Label-Free Optical Detection of Lysine Acetylation in a Protein using UV-Vis Charge Transfer Signatures

Protein acetylation, an important post-translational modification (PTM) that modulates diverse cellular processes, is presently detected by antibody-based cost-intensive and/or destructive techniques such as mass spectrometry. Here, we show that the novel UV-Vis Protein Charge transfer spectra (ProCharTS) discovered recently by us offers a label-free, easily accessible, and cost-effective option to detect protein acetylation. Specifically, we demonstrate the monotonic decrease of the ProCharTS extinction coefficient between 370-800 nm to increasing degrees of chemical acetylation in two charge-rich proteins α3C and α3W. While our analysis effectively rules out any acetylation induced changes in protein secondary structure, tryptophan fluorescence in α3W and molecular dynamics (MD) simulations hint at the loss of protein compactness with some local unfolding, post-acetylation.
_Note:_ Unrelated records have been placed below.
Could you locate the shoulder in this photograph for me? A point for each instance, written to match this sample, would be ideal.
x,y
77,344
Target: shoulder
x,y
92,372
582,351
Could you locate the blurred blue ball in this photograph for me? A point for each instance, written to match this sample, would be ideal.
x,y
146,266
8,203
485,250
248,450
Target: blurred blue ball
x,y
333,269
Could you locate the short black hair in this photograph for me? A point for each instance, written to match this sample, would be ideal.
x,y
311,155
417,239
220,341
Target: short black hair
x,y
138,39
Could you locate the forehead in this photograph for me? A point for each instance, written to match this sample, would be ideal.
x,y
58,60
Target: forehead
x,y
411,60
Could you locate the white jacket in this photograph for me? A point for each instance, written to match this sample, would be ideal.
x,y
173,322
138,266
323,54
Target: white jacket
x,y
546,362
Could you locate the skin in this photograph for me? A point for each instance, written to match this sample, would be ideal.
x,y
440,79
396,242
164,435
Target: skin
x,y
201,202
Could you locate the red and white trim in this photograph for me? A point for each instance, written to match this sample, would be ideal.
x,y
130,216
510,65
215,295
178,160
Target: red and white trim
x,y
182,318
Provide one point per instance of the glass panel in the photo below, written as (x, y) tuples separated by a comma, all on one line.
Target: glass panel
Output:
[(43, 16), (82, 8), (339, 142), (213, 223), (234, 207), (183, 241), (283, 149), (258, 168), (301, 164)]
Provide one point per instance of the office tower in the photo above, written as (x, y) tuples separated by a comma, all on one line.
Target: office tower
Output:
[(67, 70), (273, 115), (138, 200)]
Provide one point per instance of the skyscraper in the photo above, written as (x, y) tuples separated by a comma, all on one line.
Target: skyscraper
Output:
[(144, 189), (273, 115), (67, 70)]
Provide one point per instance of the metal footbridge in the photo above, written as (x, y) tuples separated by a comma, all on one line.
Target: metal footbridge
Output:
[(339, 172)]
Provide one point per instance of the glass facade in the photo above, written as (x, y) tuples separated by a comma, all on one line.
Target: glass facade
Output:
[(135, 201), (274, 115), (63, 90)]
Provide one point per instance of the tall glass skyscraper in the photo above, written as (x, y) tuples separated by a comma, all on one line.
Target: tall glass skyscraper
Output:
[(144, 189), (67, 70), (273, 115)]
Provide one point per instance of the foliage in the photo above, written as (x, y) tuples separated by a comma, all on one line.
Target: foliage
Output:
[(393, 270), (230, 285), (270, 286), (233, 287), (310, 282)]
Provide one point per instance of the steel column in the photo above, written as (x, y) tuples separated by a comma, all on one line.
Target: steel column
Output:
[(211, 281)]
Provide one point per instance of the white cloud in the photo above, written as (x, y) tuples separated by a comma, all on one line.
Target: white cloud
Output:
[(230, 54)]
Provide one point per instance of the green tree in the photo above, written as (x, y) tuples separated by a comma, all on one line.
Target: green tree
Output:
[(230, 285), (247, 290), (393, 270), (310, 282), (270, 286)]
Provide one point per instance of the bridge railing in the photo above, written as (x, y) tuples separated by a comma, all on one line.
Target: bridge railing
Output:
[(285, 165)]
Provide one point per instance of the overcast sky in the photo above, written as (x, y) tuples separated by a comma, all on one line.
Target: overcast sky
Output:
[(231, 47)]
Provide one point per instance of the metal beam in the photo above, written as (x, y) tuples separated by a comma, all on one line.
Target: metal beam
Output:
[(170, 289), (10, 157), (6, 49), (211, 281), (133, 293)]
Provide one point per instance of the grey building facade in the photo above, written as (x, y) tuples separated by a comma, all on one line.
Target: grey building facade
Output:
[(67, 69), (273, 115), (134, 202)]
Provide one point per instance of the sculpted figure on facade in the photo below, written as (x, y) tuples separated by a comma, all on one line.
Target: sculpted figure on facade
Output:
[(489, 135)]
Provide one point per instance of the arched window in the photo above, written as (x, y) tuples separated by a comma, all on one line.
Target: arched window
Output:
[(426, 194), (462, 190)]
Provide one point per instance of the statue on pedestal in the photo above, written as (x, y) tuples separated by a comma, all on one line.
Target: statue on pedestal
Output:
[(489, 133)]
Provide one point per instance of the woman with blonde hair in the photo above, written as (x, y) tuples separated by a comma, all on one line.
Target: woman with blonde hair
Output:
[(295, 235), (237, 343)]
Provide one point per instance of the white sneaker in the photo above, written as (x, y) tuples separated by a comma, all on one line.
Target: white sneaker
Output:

We develop a general computational framework based on MD simulations and time-dependent density functional theory (TDDFT) spectra calculations to predict the ProCharTS of whole proteins from their known 3D structure. Computed ProCharTS profiles of acetylated/un-acetylated α3C and α3W enable us to assign the observed PTM induced decrease in intensity to changes in the size, composition and spatial distribution of charged amino acid clusters. Through this experimental and computational approach, we were able to detect 5 or more acetylation events per protein with significant scope for further improvements in sensitivity. More broadly, this study expounds a new optical mode (ProCharTSPTM) exploiting charge transfer transitions to probe/track charged residue modifications in protein solutions.